I’m Still Here, Brazilian director Walter Salles’ first feature film in over a decade, explores a dark period in his nation’s history. Recently awarded the Academy Award for Best International Feature Film, Salles’ fleshes out the human cost of a brutal military dictatorship characterized by extensive human rights abuses, institutionalized torture, and the forced disappearances of its opponents. One of the most well-known victims of the regime was Rubens Paiva, a former congressman active in the underground resistance. Featuring a tour-de-force performance from Fernanda Torress, the film examines the devastating effect his abduction has on his family while shedding light on the incongruous reality of trying to make a life under the thumb of a terrifyingly repressive regime.

That incongruity is hinted at early on, as the family enjoys a day at the beach. Running along the beautiful Rio de Janeiro shoreline, surrounded by gorgeous mountains, the Paiva family is the picture of health and good humour, resembling something akin to a seventies advertisement for sunscreen scored to the evocative sounds of Brazilian funk artist Erasmo Carlos. The cracks in this utopian façade are soon revealed, however, when eldest sister Vera (Valentina Herszage) and her friends are pulled over by a military roadblock and subjected to an invasive and aggressive search. The moment is jarring, and will unfortunately prove to be just the tip of the iceberg for this tight-knit family.

Salles was acquainted with the Paivas as a child, and his familiarity with this place and time is more than evident as he effortlessly roots the audience in their world. Rubens (Selton Mello) lovingly presides over his energetic household, adored by his children and still madly in love with his devoted wife Eunice (Torres). It’s the kind of house where you’re just as likely to find yourself in a spirited political debate as a spontaneous dance party. The kind of house in which many of us might have wished to have grown up. Despite his entreaties to his children to be careful, it is clear that Rubens himself is still active in the resistance, taking surreptitious late night phone calls and passing mysterious letters and packages, all the while hiding his activities from his family for their own protection.

One day, having caught the military’s attention, a trio of goons show up at the door to escort him to a “deposition” at an undisclosed location. Soon enough they would also take custody of Eunice and their daughter Eliana (Luiza Kosovski) as armed enforcers stand guard over the rest of the children. It’s hardly a spoiler (or surprising to anyone with a basic grasp of history), that Rubens’ family never saw him again, or that his body has never been found. In the days and months following that first fateful day, we experience the fallout from Eunice’s perspective. Imprisoned and “interrogated” for twelve days herself, her experience goes a long way to unshrouding the mystery that surrounds the vast majority of such forced disappearances.

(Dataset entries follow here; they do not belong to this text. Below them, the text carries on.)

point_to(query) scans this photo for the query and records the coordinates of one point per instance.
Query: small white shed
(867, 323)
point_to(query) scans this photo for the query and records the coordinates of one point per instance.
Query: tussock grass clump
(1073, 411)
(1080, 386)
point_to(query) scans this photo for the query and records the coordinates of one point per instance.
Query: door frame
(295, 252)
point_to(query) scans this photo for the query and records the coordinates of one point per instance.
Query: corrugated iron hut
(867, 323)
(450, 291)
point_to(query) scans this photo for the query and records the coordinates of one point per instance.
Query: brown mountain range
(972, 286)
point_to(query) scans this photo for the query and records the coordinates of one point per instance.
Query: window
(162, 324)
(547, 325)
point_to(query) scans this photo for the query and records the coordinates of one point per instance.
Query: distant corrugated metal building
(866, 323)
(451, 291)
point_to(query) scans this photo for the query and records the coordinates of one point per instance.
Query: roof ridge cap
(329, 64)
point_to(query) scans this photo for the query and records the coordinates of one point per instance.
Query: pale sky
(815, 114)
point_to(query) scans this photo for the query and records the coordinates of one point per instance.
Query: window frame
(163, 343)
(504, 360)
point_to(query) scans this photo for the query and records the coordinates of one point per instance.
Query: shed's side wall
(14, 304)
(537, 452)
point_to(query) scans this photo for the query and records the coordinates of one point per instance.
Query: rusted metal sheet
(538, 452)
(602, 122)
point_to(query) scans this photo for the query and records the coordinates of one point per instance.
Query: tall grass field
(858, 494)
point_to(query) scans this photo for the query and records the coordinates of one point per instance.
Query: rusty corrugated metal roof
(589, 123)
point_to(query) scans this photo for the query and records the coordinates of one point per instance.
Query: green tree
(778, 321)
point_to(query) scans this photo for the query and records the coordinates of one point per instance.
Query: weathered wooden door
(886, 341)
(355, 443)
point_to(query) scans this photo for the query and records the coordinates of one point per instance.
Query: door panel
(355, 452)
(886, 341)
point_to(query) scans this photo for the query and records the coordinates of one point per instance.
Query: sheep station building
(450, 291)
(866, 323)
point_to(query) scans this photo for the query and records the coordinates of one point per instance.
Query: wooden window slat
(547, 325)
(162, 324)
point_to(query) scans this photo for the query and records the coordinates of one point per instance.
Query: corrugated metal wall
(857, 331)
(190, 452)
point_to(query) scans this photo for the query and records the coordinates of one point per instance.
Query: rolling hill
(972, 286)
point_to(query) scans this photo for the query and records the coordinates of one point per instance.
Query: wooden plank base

Torres’ performance is peerless (apologies to the incredibly talented Demi Moore and Mikey Madison) as she subtly projects Eunice’s struggle to protect her family and fight for justice. Intelligent, loving, gentle, and relentless in her pursuit of the truth, it is fascinating to behold Eunice Paiva as she negotiates the treacherous terrain in which she finds herself. Fiercely protective of her family and rarely reactionary, Eunice swallows her considerable grief and plays the long game, always observing and evaluating with careful consideration and intelligence. That quiet consistency renders her few moments of outward vulnerability and rage all the more powerful. One of the most powerful and revealing scenes in the film finds Eunice sitting among her family at a local ice cream shop. Grappling with unimaginable grief that she hides even from her own children, her eyes wander to the people that surround them. Young couples laugh and flirt, children play – each of them simply trying to grasp whatever moments of joy and levity that they can, doing their best to ignore the darkness lurking just around the corner. It’s a harrowing moment, and one that hits all too close to home.